Non sono infatti sufficienti affermazioni – come nel caso -apodittiche, non seguite da alcuna dimostrazione (v. Cass., 21/8/1997, n. 7851).

Va per altro verso sottolineato che non risulta invero idoneamente censurata la ratio decidendi dell’impugnata sentenza secondo cui “lungi dall’attenersi alla prescrizione di specificità, non ha indicato quali gli errori inficianti il percorso logico argomentativo seguito dal primo giudice, ma, anzichè contrapporre alle argomentazioni svolte nella sentenza quelle proprie, volte ad incrinare il fondamento logico-giuridico delle prime, le ha ignorate, limitandosi ad affermare apoditticamente mancare la prova della consegna del titolo (mentre nella sentenza impugnata si dà atto essere tale consegna avvenuta in presenza dell’avv. Gianluca Clary, che ha confermato la circostanza in sede testimoniale) e della attribuibilità a sè del ritiro della cambiale (a fronte della firma: ” P.G.” per avvenuto ritiro, apposta sul registro delle procedure esecutive mobiliari del Tribunale di Lucera e della deposizione dell’omonimo cugino)”.

Risulta a tale stregua dal ricorrente non osservato il consolidato principio secondo cui è sufficiente che anche una sola delle rationes decidendi su cui si fonda la decisione impugnata non abbia formato oggetto di censura (ovvero sia stata respinta) perchè il ricorso (o il motivo di impugnazione avverso il singolo capo di essa) debba essere rigettato nella sua interezza (v. Cass., Sez. Un., 8/8/2005, n. 16602), non già per carenza di interesse, come pure si è da questa Corte sovente affermato (v. Cass., 11/2/2011, n. 3386; Cass., 12/10/2007, n. 21431; Cass., 18/9/2006, n. 20118; Cass., 24/5/2006, n. 12372; Cass., Sez. Un., 8/8/2005, n. 16602), quanto bensì per essersi formato il giudicato in ordine alla ratio decidendi non censurata (v. Cass., 27/12/2016, n. 27015; Cass., 22/9/2011, n. 19254: Cass., 11/1/2007, n. 1658; Cass., 13/7/2005, n. 14740).

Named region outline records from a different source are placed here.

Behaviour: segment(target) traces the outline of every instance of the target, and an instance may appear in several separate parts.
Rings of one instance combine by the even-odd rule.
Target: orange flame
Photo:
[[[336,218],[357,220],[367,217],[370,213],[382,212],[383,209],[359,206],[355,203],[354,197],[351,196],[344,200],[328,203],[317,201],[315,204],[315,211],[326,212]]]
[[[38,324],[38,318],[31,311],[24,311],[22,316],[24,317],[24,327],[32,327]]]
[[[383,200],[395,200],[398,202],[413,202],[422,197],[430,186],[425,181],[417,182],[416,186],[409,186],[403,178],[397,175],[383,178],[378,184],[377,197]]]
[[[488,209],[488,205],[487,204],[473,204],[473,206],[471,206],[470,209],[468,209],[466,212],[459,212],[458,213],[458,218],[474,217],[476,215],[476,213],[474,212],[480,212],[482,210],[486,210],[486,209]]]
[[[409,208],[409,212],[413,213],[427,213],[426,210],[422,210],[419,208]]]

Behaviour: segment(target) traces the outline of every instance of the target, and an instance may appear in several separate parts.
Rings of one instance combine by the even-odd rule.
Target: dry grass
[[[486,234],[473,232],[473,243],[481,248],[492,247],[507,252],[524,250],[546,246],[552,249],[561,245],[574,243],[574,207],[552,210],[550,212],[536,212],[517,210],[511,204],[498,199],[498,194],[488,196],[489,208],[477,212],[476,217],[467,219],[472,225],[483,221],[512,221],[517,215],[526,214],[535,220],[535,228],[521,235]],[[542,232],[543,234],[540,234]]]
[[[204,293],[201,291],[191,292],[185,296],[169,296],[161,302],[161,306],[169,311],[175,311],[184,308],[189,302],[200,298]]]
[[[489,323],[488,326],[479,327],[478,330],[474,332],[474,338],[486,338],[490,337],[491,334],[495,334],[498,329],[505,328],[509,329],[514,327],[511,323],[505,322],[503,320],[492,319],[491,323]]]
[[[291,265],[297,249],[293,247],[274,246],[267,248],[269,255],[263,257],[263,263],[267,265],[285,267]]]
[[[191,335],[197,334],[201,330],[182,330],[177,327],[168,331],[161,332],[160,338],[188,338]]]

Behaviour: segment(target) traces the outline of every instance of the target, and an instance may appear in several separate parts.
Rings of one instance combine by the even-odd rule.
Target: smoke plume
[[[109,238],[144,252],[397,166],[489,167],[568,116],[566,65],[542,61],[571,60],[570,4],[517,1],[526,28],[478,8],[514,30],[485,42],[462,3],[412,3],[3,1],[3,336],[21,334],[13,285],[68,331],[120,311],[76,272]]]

Emerge evidente, a tale stregua, come lungi dal denunziare vizi della sentenza gravata rilevanti sotto i ricordati profili, le deduzioni del ricorrente, oltre a risultare formulate secondo un modello difforme da quello delineato all’art. 366 c.p.c., comma 1, n. 6, in realtà si risolvono nella mera doglianza circa la dedotta erronea attribuzione da parte del giudice del merito agli elementi valutati di un valore ed un significato difformi dalle sue aspettative (v. Cass., 20/10/2005, n. 20322), e nell’inammissibile pretesa di una lettura dell’asserto probatorio diversa da quella nel caso operata dai giudici di merito (cfr. Cass., 18/4/2006, n. 8932).

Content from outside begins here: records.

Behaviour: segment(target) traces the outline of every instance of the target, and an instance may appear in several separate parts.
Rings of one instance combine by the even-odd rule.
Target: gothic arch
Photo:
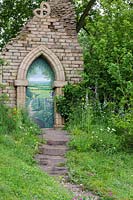
[[[26,80],[26,74],[31,63],[38,58],[43,56],[51,65],[56,81],[65,81],[65,73],[61,62],[58,57],[47,47],[39,46],[33,49],[22,61],[20,68],[18,70],[17,80]]]
[[[28,81],[26,80],[26,75],[28,69],[32,62],[36,60],[39,56],[43,56],[44,59],[50,64],[51,68],[55,74],[55,81],[53,87],[55,88],[56,95],[62,94],[62,87],[66,85],[65,73],[61,62],[58,57],[47,47],[39,46],[33,49],[22,61],[17,75],[17,80],[15,80],[15,86],[17,87],[17,106],[25,106],[26,98],[26,86],[28,86]],[[61,127],[63,124],[62,117],[56,112],[55,109],[55,127]]]

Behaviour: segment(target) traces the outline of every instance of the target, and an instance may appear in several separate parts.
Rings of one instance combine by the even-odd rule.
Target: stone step
[[[66,162],[66,159],[62,156],[50,156],[44,154],[38,154],[36,160],[40,165],[64,166]]]
[[[39,152],[44,155],[63,156],[67,149],[68,148],[64,145],[41,145],[39,147]]]
[[[66,167],[51,167],[40,165],[41,169],[50,175],[66,175],[68,170]]]

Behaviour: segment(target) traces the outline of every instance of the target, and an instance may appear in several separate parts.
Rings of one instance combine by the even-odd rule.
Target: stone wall
[[[6,86],[3,92],[8,94],[11,106],[17,104],[14,83],[21,63],[28,53],[39,46],[48,48],[58,57],[66,81],[76,83],[81,80],[82,50],[77,40],[73,5],[68,0],[51,0],[49,4],[50,15],[42,18],[35,15],[1,53],[7,64],[0,67],[0,82]]]

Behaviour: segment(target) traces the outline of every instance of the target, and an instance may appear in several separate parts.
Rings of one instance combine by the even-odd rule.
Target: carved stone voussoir
[[[40,8],[37,8],[33,11],[34,15],[38,18],[47,17],[50,15],[50,12],[50,5],[44,1],[40,4]]]

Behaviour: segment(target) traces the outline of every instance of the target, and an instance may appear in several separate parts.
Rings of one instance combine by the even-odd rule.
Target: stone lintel
[[[15,80],[15,86],[28,86],[27,80]]]
[[[67,81],[54,81],[53,88],[62,88],[67,85]]]

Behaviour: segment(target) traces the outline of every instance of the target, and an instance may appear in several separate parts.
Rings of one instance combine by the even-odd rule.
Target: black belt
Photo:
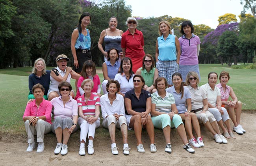
[[[204,109],[204,107],[200,108],[198,108],[198,109],[193,109],[193,110],[191,110],[191,112],[192,112],[193,113],[195,113],[197,112],[198,112],[202,110],[203,109]]]
[[[91,52],[91,50],[90,50],[77,49],[76,51],[82,52],[83,53],[86,53],[87,52]]]

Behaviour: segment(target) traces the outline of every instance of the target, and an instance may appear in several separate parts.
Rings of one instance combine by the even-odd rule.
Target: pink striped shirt
[[[85,116],[95,116],[96,105],[100,106],[100,97],[96,94],[91,93],[91,97],[86,103],[84,95],[81,96],[76,99],[77,104],[79,107],[82,107],[83,113]]]

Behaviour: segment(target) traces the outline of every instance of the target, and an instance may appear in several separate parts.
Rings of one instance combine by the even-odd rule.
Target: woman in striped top
[[[182,120],[178,112],[173,96],[165,90],[168,86],[166,79],[160,77],[156,79],[154,86],[157,91],[151,95],[151,115],[155,127],[162,129],[166,142],[165,151],[171,153],[171,128],[174,127],[184,144],[183,148],[191,153],[195,150],[188,143]]]

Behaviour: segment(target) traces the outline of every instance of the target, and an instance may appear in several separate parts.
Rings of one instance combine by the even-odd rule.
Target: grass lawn
[[[199,66],[200,85],[207,82],[208,74],[210,72],[219,74],[221,71],[228,71],[231,77],[228,85],[233,87],[238,100],[243,103],[243,109],[256,109],[256,70],[234,69],[227,65],[220,64],[202,64]],[[27,67],[0,70],[0,133],[26,133],[22,117],[28,101],[28,76],[31,68]],[[100,80],[103,81],[103,74],[98,75]],[[72,79],[71,85],[74,85],[74,80]],[[99,129],[99,133],[102,131],[106,133],[104,135],[109,135],[107,130],[102,127]]]

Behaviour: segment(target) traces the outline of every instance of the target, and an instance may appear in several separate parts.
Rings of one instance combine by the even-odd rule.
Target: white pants
[[[78,118],[78,124],[80,126],[81,132],[80,133],[80,142],[83,140],[84,142],[86,142],[86,136],[88,133],[88,137],[92,136],[94,139],[94,135],[96,128],[100,127],[100,119],[98,118],[93,124],[89,124],[87,121],[85,120],[82,117]]]
[[[44,142],[45,134],[51,131],[51,124],[42,119],[39,119],[35,125],[29,125],[29,120],[25,122],[25,127],[28,135],[28,142],[32,143],[34,142],[34,135],[37,135],[37,142]]]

Per tale via in realtà sollecita, cercando di superare i limiti istituzionali del giudizio di legittimità, un nuovo giudizio di merito, in contrasto con il fermo principio di questa Corte secondo cui il giudizio di legittimità non è un giudizio di merito di terzo grado nel quale possano sottoporsi alla attenzione dei giudici della Corte di Cassazione elementi di fatto già considerati dai giudici di merito, al fine di pervenire ad un diverso apprezzamento dei medesimi (cfr. Cass., 14/3/2006, n. 5443).

Non è a farsi luogo a pronunzia in ordine alle spese di giudizio di Cassazione, non avendo l’intimato svolto attività difensiva.

PQM

La Corte dichiara inammissibile il ricorso.

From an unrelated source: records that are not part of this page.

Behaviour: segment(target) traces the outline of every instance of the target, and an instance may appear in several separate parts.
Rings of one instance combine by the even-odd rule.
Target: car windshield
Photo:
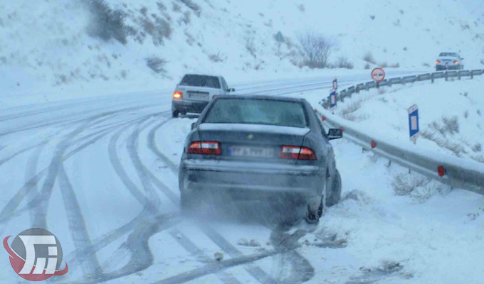
[[[456,58],[457,57],[457,53],[441,53],[440,55],[438,56],[448,56],[448,57],[453,57]]]
[[[185,75],[180,86],[193,86],[193,87],[206,87],[209,88],[220,89],[220,82],[219,78],[215,76],[206,75]]]
[[[301,103],[260,99],[220,99],[214,103],[204,122],[307,126]]]

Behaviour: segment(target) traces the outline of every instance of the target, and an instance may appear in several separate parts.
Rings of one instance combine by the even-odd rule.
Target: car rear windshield
[[[220,89],[220,82],[215,76],[187,75],[183,77],[180,85]]]
[[[449,57],[457,57],[457,53],[441,53],[440,55],[438,56],[449,56]]]
[[[212,124],[268,124],[306,127],[302,104],[261,99],[219,99],[203,120]]]

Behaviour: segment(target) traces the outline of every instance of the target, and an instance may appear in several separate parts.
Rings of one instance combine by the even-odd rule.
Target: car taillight
[[[220,143],[217,141],[191,142],[186,149],[189,154],[220,155]]]
[[[183,97],[183,93],[180,91],[176,91],[173,93],[173,98],[176,99],[179,99]]]
[[[283,159],[316,160],[316,154],[310,148],[285,145],[280,148],[280,158]]]

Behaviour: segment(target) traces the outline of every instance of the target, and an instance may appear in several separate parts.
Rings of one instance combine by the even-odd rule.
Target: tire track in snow
[[[270,242],[275,251],[280,253],[275,256],[278,262],[278,282],[281,283],[302,283],[310,280],[315,275],[315,269],[307,259],[295,250],[300,246],[298,241],[306,234],[303,230],[298,230],[292,234],[285,231],[280,226],[270,233]],[[287,268],[287,263],[290,267]],[[289,270],[290,274],[283,277]]]
[[[63,161],[69,159],[75,154],[83,150],[88,146],[95,143],[97,141],[100,140],[104,136],[107,135],[108,132],[109,131],[107,131],[104,134],[100,135],[99,136],[91,139],[90,141],[79,146],[78,148],[73,150],[68,151],[67,153],[63,155]],[[24,184],[24,185],[19,191],[17,191],[17,193],[12,198],[11,198],[11,200],[4,207],[1,212],[0,212],[0,224],[5,223],[6,222],[9,221],[11,217],[18,216],[23,212],[30,211],[31,210],[32,208],[35,207],[37,205],[38,200],[39,199],[38,196],[34,198],[31,202],[29,202],[25,207],[19,210],[17,210],[17,208],[19,206],[20,203],[22,202],[26,195],[29,192],[29,190],[31,190],[32,185],[38,184],[38,182],[41,180],[43,177],[46,174],[48,170],[48,167],[39,172],[35,176],[32,177],[27,182],[26,182],[26,184]],[[4,226],[0,227],[0,232],[1,232],[2,231],[1,230],[2,227],[4,227]]]
[[[47,141],[45,141],[37,146],[27,162],[27,169],[25,172],[25,185],[28,187],[26,190],[28,196],[30,197],[29,202],[33,200],[33,199],[38,194],[37,182],[34,182],[31,178],[35,177],[37,173],[38,158],[46,144]],[[30,214],[31,223],[32,223],[35,219],[35,215],[33,214],[33,211],[32,210],[28,210],[28,212]]]
[[[75,197],[74,188],[69,181],[63,163],[59,165],[58,178],[59,180],[58,187],[62,193],[69,223],[69,230],[74,241],[74,246],[89,249],[89,248],[93,247],[91,239],[86,229],[85,221]],[[84,275],[88,278],[98,278],[102,275],[102,271],[99,265],[95,251],[89,250],[89,251],[87,251],[87,253],[81,256],[80,263]]]
[[[109,116],[112,114],[112,113],[100,114],[91,119],[87,119],[86,121],[81,124],[80,126],[66,135],[66,136],[57,144],[54,151],[54,156],[52,158],[51,164],[47,170],[47,176],[44,180],[43,185],[41,189],[40,194],[38,195],[38,197],[36,200],[36,204],[34,208],[33,208],[36,216],[33,222],[32,223],[33,227],[48,229],[46,215],[49,205],[49,200],[52,195],[52,191],[57,178],[59,166],[63,163],[63,156],[68,148],[70,146],[72,140],[73,140],[78,134],[95,124],[96,121],[105,121],[109,119]],[[98,123],[100,121],[98,121]]]

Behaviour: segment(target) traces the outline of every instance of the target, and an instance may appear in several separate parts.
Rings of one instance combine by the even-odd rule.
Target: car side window
[[[221,84],[222,89],[223,89],[224,91],[226,91],[227,89],[228,89],[228,86],[227,86],[227,82],[225,82],[225,79],[223,79],[223,77],[221,77],[220,80],[222,82],[222,84]]]

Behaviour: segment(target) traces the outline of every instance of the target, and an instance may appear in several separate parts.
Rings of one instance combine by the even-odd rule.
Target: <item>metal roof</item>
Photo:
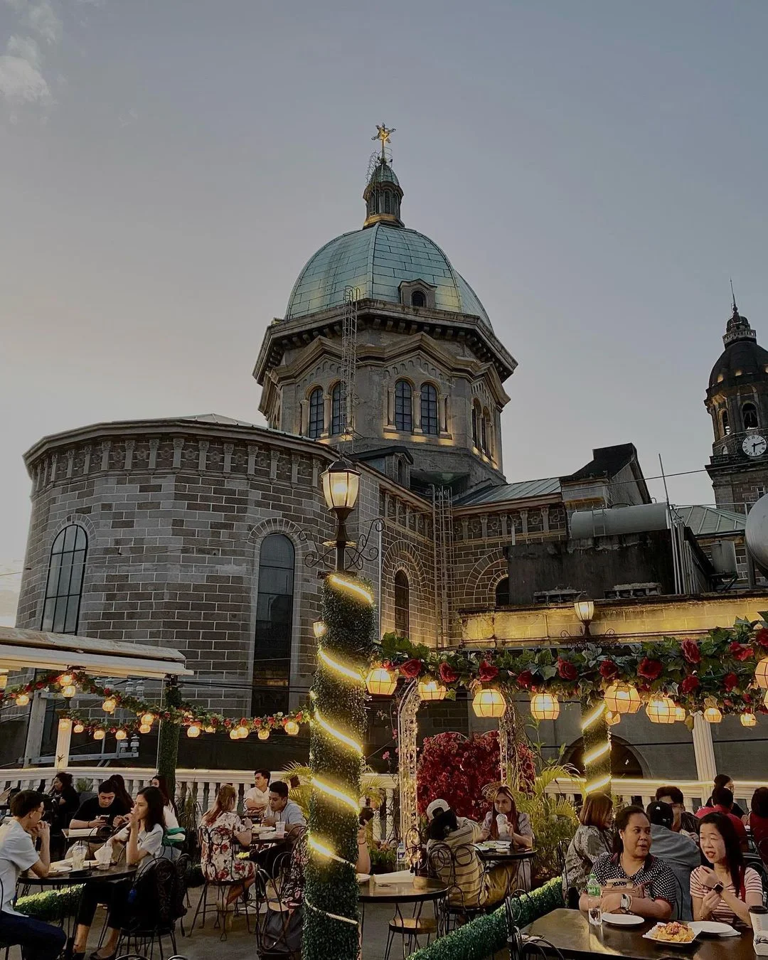
[[[560,477],[545,477],[543,480],[521,480],[517,483],[507,483],[502,487],[492,487],[491,490],[479,491],[460,497],[457,506],[473,507],[481,503],[505,503],[507,500],[528,500],[535,496],[546,496],[560,493]]]
[[[321,247],[294,284],[285,319],[340,306],[347,287],[358,287],[363,300],[399,303],[400,283],[420,279],[436,288],[438,310],[471,314],[491,326],[477,295],[433,240],[382,223],[343,233]]]
[[[718,534],[743,533],[747,521],[744,514],[735,514],[719,507],[678,507],[674,509],[690,527],[695,537],[715,537]]]

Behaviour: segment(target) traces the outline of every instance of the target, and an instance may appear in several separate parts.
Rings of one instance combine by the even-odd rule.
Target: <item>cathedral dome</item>
[[[434,241],[380,222],[335,237],[310,257],[294,284],[285,319],[340,306],[347,287],[357,287],[363,300],[399,303],[400,283],[412,280],[435,287],[438,310],[471,314],[491,326],[477,295]]]

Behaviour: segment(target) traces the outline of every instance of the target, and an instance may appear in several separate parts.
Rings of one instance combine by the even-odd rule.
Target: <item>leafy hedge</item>
[[[512,900],[517,926],[526,926],[563,902],[563,881],[555,876],[533,893]],[[412,954],[412,960],[486,960],[507,946],[507,917],[503,906],[441,937]]]

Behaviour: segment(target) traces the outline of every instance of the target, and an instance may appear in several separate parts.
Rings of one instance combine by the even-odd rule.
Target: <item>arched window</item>
[[[309,395],[309,436],[317,440],[323,433],[324,426],[323,390],[315,387]]]
[[[40,630],[76,634],[88,538],[77,523],[58,534],[51,547]]]
[[[414,428],[413,391],[407,380],[395,384],[395,429],[410,433]]]
[[[421,431],[438,435],[438,392],[431,383],[421,386]]]
[[[342,432],[342,385],[337,383],[330,392],[330,432]]]
[[[757,423],[757,408],[754,403],[745,403],[741,408],[741,417],[744,420],[745,430],[756,430],[759,424]]]
[[[411,588],[403,570],[395,574],[395,633],[408,636],[411,619]]]
[[[251,712],[257,716],[288,709],[296,554],[283,534],[261,543],[258,560],[256,629]]]

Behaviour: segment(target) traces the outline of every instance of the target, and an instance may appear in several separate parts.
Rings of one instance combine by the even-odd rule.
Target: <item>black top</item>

Ai sensi del D.P.R. 30 maggio 2002, n. 115, art. 13, comma 1 quater, come modif. dalla L. 24 dicembre 2012, n. 228, dà atto della sussistenza dei presupposti per il versamento da parte del ricorrente dell’ulteriore importo a titolo di contributo unificato, pari a quello dovuto per il ricorso, a norma dello stesso art. 13, comma 1 bis.

Così deciso in Roma, il 30 marzo 2017.